Furthermore, the geographical expansion of T. callipaeda to non-endemic areas has also been linked to the migration of infected wild carnivores, in particular foxes, which seem to play an important role as reservoirs of T. callipaeda in Europe (Otranto et al. 2009; Hodžić et al. 2014; Mihalca et al. 2016). This is also a plausible scenario which could explain the introduction of the eye worm to Austria. Therefore, future studies should be focused on wild animals in order to assess the role they play in the eco-epidemiology of this zoonotic parasite.

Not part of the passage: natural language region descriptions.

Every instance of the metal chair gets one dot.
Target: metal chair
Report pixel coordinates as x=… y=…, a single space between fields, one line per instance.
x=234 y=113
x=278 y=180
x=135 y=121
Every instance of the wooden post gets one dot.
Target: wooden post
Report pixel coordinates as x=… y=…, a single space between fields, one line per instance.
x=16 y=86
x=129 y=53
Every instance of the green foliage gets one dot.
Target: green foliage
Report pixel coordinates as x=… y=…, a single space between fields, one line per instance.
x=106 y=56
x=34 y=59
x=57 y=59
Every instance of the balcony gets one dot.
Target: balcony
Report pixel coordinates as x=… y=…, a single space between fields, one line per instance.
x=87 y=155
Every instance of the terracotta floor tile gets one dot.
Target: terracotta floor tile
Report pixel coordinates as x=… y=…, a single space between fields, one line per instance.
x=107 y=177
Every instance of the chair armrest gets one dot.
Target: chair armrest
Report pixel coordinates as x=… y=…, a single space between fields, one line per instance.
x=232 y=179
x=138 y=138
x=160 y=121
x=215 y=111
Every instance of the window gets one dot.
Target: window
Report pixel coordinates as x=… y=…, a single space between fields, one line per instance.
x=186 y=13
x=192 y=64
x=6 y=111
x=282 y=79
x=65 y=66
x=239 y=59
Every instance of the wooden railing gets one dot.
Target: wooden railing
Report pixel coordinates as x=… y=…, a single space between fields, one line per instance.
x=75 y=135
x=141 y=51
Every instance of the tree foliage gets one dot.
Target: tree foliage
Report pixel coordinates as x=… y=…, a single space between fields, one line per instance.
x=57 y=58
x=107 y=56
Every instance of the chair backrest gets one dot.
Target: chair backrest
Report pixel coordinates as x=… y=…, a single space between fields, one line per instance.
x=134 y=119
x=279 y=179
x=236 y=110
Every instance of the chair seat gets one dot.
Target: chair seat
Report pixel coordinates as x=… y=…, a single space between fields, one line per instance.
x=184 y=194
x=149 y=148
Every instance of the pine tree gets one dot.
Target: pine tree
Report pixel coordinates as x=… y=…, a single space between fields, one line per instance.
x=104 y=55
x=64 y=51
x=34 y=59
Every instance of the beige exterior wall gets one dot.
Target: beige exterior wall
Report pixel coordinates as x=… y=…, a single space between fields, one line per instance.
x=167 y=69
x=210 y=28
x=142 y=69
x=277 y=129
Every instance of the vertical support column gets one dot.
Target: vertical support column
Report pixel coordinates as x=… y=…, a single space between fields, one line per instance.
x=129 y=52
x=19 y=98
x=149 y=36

Thelazia callipaeda is a vector-borne nematode and thus its distribution is expected to overlap with dispersion range of the fruit fly P. variegata, the only known vector of this nematode in Europe (Máca and Otranto 2014). However, the introduction of the parasite from abroad by the vector seems to be less likely because fruit flies are not able to travel over long distances (Ruytoor et al. 2010). To the best of our knowledge, the occurrence of P. variegata has not yet been confirmed in Austria. Meanwhile, the ecological niche model, used to predict the distribution of this fruit fly, showed that large areas of Austria, including the place where the infected cat was found, is environmentally suitable for the development of P. variegata and consequently for establishing endemicity (Otranto et al. 2006b; Palfreyman et al. 2018). The infected cat was living indoor, with regular outdoor access, in a rural area characterized by many vineyards and wildlife species richness, which represents the typical environment requested by the parasite to complete its life cycle. Moreover, the cat from the presented case was referred to the veterinary clinic in November, but it displayed signs of ocular discomfort a month before that. Considering the parasite requires several weeks to reach the adult stage (Otranto et al. 2004b, 2005), which is mostly responsible for causing clinical signs of the infection, it could be presumed that the animal acquired the parasite in summer (July–August) when the vector activity is at the highest level (Otranto et al. 2006a, b). In any case, it is reasonable to expect more cases of ocular thelaziosis in the following years and its further expansion to new areas in Austria, as recently demonstrated in a study conducted in Spain (Marino et al. 2018).

Treatment of T. callipaeda infection includes mechanical removal of the worms and administration of macrocyclic lactones. Oral milbemycin oxime/praziquantel and milbemycin oxime/afoxolaner combinations (Motta et al. 2012; Lebon et al. 2019), as well as moxidectin/imidacloprid spot-on formulation (Otranto et al. 2016, 2019) showed high therapeutic efficacy in naturally infected dogs and cats. Milbemycin oxime/praziquantel treatment should be given twice in an interval of 7 days (Motta et al. 2012), whereas a single treatment of moxidectin/imidacloprid and milbemycin oxime/afoxolaner is found to be sufficient for complete parasite elimination (Otranto et al. 2016, 2019; Lebon et al. 2019). Moreover, the monthly administration of the abovementioned anthelmintic products can be used as a prophylactic treatment (Motta et al. 2012; Otranto et al. 2016, 2019; Lebon et al. 2019). In this study, mechanical removal of the parasite followed by oral administration of milbemycin oxime/praziquantel led to complete resolution of the associated clinical signs in 2 weeks.

Results presented in the current study are of great importance for the local veterinarians who seemed largely unaware of this zoonotic parasite. Therefore, increased awareness of medical and veterinary communities should help to prevent further infections in animals and humans.